The 2013 Autumn Statement did not bring many surprises. The one announcement that was widely predicted, the introduction of capital gains tax (CGT) on foreign owners selling residential property in the UK, was included as anticipated. Whilst the actual rate has not yet been announced, it is likely to be 18% or 28% depending on the amount of the gain to match the rate applicable to residents in the UK. Thankfully this new tax will be assessed from the point of the tax’s introduction or the date of the property purchase, whichever is the latter. Furthermore, the tax will not be introduced for a further 18 months to allow for a full consultation.
The Treasury has already acknowledged that the new tax will not raise much revenue but it is designed to make the tax system fairer. CGT is currently liable on second homes owned by UK residents but not on homes owned by foreign residents. The move is also intended to cool a housing maket that some fear is in danger of overheating.

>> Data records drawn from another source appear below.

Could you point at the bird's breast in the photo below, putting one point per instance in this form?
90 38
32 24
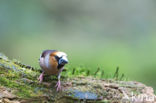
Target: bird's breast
49 65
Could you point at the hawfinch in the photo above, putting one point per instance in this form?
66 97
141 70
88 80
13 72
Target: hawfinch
52 62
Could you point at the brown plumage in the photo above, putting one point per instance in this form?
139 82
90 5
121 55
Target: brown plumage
52 63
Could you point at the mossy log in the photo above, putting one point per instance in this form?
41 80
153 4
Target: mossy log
19 84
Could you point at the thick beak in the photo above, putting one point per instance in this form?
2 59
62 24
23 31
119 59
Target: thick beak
63 61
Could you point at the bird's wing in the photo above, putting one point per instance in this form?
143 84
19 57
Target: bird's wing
45 52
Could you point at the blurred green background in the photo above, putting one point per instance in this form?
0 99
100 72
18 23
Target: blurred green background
94 33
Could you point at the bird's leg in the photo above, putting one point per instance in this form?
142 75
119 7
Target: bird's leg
41 77
58 85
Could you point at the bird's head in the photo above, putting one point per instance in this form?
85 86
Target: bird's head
61 58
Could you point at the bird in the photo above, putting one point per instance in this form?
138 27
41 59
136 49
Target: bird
52 62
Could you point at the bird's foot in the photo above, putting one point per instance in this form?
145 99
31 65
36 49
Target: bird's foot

Vidhur Mehra of Benham & Reeves Estate Agents comments, “There is still a consultation process to be undertaken which means the actual format of the legislation may be very different to what is actually suggested. When new taxation rules have previously been announced, their eventual introduction saw a number of exemptions meaning buy-tolet investors were exempt. We anticipate that with this new CGT, the details will prove to be important. However, it does seem that it will only be applicable to future gains and we firmly believe that even if it does affect all overseas investors, it will not dampen their appetite for London property. A tax on gain is just that; the majority of the gain still goes to the investor.”